El hombre en la montaña
La montaña está fría. Está sola. Está seca.
Está llena de piedras y helechos que solo opacan su belleza, porque no son
vivos, no son los que indican que hay una altura elevada. No son los helechos
que solían ser sus compañeros. También se secaron y marchitaron. Pero están.
Está todo en su lugar: el mismo camino, el mismo recorrido. El mismo inicio y
el indudable único fin del trayecto.
En la montaña hay un hombre, por suerte hay
algo de vida. Está a solas en lo alto de la ciudad. Y recuerda. Está pensando
en todo lo que ocurrió unos segundos atrás. Recordó el amor, el que tanto amó.

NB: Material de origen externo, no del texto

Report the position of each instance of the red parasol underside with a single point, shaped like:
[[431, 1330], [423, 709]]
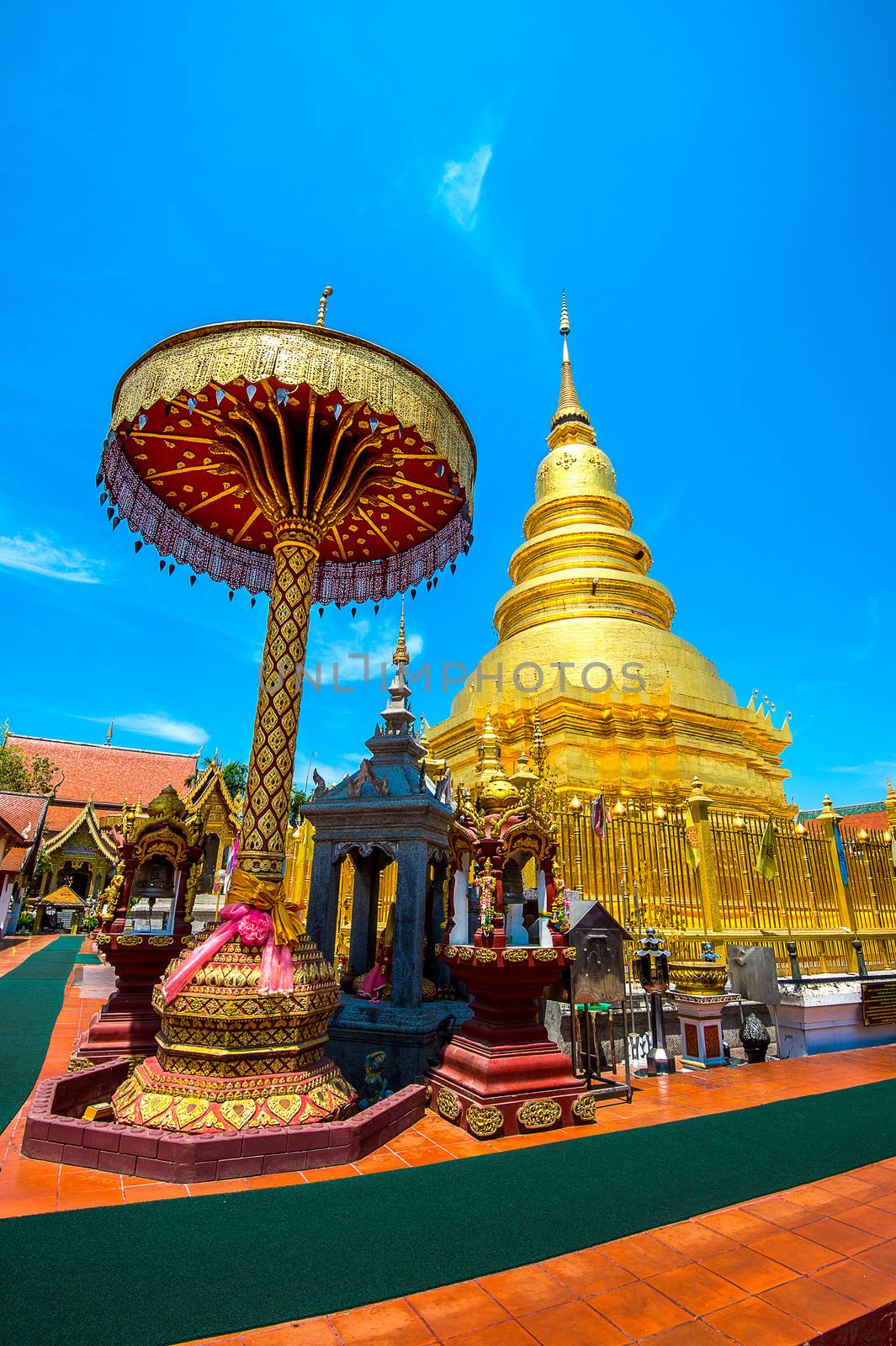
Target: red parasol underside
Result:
[[170, 474]]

El que lo acompañó y en el cual se refugió, pero al igual que esos helechos, ese
amor ya no brilla más. Quizá por falta de riego o una mala vibra en el suelo, o
por lo que sea que el destino incierto haya puesto en aquel terreno.
Están las luces de la ciudad todas
encendidas, el cielo ya no es azul cielo sino azul oscuro. No hay una estrella,
solo hay nubes, grandes y rebosantes nubes cubriendo el firmamento. El hombre
está en el suelo y espera a que se despeje un poco para encontrar algo de
consuelo. La vista calma el encierro que sienten sus sentimientos dentro de su
cuerpo. Está triste, solo, sin amor, sin cielo. Sin nada que lo haga contento.
Se pierde, se pierde a lo lejos de esa gran vista en lo alto de una piedra
caliza. Recuerda una vez más, pero esta vez una lagrima brota. Sale de su
pecho. De su anhelo de no haberlo hecho.
El hombre, en la montaña, con su mirada fija
en el suelo, ahora, habla con su yelmo. Tiene la cara cubierta por un casco en
acero que le cubre todo el dolor que lleva dentro. Se pregunta ¿por qué debe sentir
eso ahí en el centro de su templo? ¿Por qué su alma padece la peor pena que el
hombre conoce a lo largo de su estadía por la vida? Y se calma, solloza. Mira
una vez más arriba y aun no encuentra nada. ¿Qué busca? esperanza, tal vez, eso
dice que buscan todos, y puede que así sea. Sin embargo, se cuestiona,
interioriza palabras que fueron dichas sin premeditar. Se arrepiente. Se aprieta
la mano, golpea sus piernas. Mira desesperado otra vez al cielo y nada, aun no
hay nada. Otra lagrima rodea su mejilla izquierda y esta vez es acompañada por
un rió de otras de esas.
Un segundo. Otro. Una hora. Otra. El tiempo
pasa y él no se detiene, no regresa ni se adelanta. Es y simplemente es y lo
que fue no dejará de ser y lo que no ha pasado aun no es. Las acciones son las
que determinan lo que el tiempo será. Lo que todo será, fue o es. -Una mala decisión-,
pensó. Un error que no enmendó y que cometió repetidas veces hasta quedarse sin
estrellas ni vegetación. Sin compañía y por más que lo ruegue: sin amor.
Una mano se posa en su hombro, creía estar solo.
Se emociona, se le ve en los ojos. Hay un brillo intenso como el azul oscuro de
aquel cielo. Aprieta los labios y se dirige a voltear y ver si aún hay
esperanza. No puede evitar sonreír y sentir que se ha salvado por indefinida
vez. Posa un pie a su lado y voltea su torso. Endereza el cuerpo y lo último
que da vuelta es su cabeza. Sus ojos están sellados, con miedo, con exaltación.
Espera que sea ella. El viento sopla fuerte en ese momento, el cielo se despeja
de golpe y empieza a sentirse el sereno. No sale ninguna estrella, pero se ve
claramente el resto de aquel inmenso mar índigo bello. Aquel hombre, con el
puño apretado tan fuerte que destruye cada uno de sus dedos, abre los ojos y he
ahí su premio: era solo un sueño.
La montaña era su alcoba y la piedra su cama.
Su tristeza era el anticipo a lo que pasaría y que por decisión propia de su espíritu
egocéntrico efectuó tal cual en esa visión que tuvo y que lo dejó perplejo. No
pensó, no reflexionó. El mismo error que cometió una y otra vez en un universo
alterno proveniente de la vigilia en una noche de enero, le destruyó lo que con
esfuerzo y dedicación había construido: un amor verdadero.